Bug 7172
Summary: | Japanese block text translation on Babelfish does not work with Default encoding | ||
---|---|---|---|
Product: | WebKit | Reporter: | Suraj Rai <surajrai> |
Component: | Evangelism | Assignee: | Nobody <webkit-unassigned> |
Status: | RESOLVED FIXED | ||
Severity: | Major | CC: | ap, ian, markmalone, webkit |
Priority: | P2 | ||
Version: | 417.x | ||
Hardware: | Mac | ||
OS: | OS X 10.4 | ||
URL: | http://babelfish.altavista.com/tr |
Suraj Rai
The "Block Text" translation feature in BabelFish Altavista does work on the latest Safari using "Default" encoding.
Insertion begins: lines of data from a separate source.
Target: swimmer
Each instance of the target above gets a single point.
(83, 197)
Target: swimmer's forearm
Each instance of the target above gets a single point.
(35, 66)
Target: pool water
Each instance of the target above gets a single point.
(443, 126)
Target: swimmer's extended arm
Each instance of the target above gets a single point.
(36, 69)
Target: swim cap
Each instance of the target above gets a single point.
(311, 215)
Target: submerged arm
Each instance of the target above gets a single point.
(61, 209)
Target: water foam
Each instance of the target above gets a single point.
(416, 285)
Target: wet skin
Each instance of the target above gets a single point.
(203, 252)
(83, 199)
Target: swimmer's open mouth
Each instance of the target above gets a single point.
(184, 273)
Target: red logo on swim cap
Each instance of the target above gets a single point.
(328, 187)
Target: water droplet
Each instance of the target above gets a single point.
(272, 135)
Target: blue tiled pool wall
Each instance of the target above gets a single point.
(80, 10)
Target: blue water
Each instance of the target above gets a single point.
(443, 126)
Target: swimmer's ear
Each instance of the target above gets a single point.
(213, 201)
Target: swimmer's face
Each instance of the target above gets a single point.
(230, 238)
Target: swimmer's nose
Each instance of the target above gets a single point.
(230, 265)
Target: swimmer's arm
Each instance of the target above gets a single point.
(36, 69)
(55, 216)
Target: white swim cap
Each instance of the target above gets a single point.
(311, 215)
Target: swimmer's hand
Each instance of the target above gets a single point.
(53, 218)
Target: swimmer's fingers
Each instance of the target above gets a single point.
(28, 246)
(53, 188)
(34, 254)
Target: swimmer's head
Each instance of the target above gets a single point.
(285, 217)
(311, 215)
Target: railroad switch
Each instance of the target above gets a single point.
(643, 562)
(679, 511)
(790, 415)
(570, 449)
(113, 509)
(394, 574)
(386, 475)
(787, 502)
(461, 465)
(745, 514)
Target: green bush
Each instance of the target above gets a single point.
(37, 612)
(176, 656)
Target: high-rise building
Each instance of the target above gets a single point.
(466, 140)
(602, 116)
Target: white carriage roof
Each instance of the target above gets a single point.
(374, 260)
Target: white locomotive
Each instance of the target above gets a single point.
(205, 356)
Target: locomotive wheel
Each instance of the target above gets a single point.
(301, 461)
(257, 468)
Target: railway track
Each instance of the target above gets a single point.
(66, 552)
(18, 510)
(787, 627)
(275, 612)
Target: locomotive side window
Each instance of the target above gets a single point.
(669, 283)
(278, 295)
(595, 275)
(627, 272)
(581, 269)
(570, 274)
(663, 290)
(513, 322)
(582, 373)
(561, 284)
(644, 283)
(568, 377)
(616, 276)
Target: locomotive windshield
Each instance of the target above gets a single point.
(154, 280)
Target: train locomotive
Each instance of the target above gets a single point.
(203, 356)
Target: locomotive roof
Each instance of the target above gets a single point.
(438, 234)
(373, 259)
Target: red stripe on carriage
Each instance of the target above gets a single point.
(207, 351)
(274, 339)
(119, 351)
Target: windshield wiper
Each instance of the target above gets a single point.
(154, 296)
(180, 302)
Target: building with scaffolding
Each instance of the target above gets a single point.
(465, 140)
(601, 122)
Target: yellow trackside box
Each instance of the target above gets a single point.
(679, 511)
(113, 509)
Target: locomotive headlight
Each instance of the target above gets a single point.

It works fine if I change the encoding to "Japanese (Shift JIS)".
To replicate:
1) Set your character encoding to Default
2) Go to http://babelfish.altavista.com/tr
3) In the "Translate a block of text" form, type in ?? (not sure if this will work with bugzilla) however any Japanese character should do the trick
4) Select "Japanese To English" and click translate and notice the results come back as ????
This appears to work fine in FireFox with default character encodings so not sure how Safari should behave but it is a bit annoying having to change the encoding every time you want to do translation.
Attachments | ||
---|---|---|
Add attachment proposed patch, testcase, etc. |
Suraj Rai
The ?? in Step 3 should have been the Japanese Character for Tokyo however it looks like bugzilla chomped it out. You can replace that with any Japanese Kanji character (go to yahoo.co.jp and copy paste one of the characters).
Alexey Proskuryakov
Confirmed with both stock Safari 2.0.3 and a current WebKit build (although the behavior is different between these versions).
The problem is quite unusual. HTTP headers specify ISO-8859-1 encoding, a meta specifies UTF-8. HTTP headers are supposed to take precedence, but Firefox somehow uses UTF-8. Still, translation doesn't work in Safari with forced UTF-8 - it needs Shift-JIS!
Alexey Proskuryakov
Here is what's happening here:
1) When the translation page is first loaded, Babelfish uses a charset from the client's Accept-Charset header to decide which charset to send in its Content-Type header. The HTTP META isn't changed accordingly, but it doesn't affect anything, either. Safari doesn't send Accept-Charset at all, and gets ISO-8859-1 in the response. When Firefox sends "windows-1251,utf-8;q=0.7,*;q=0.7", it gets UTF-8.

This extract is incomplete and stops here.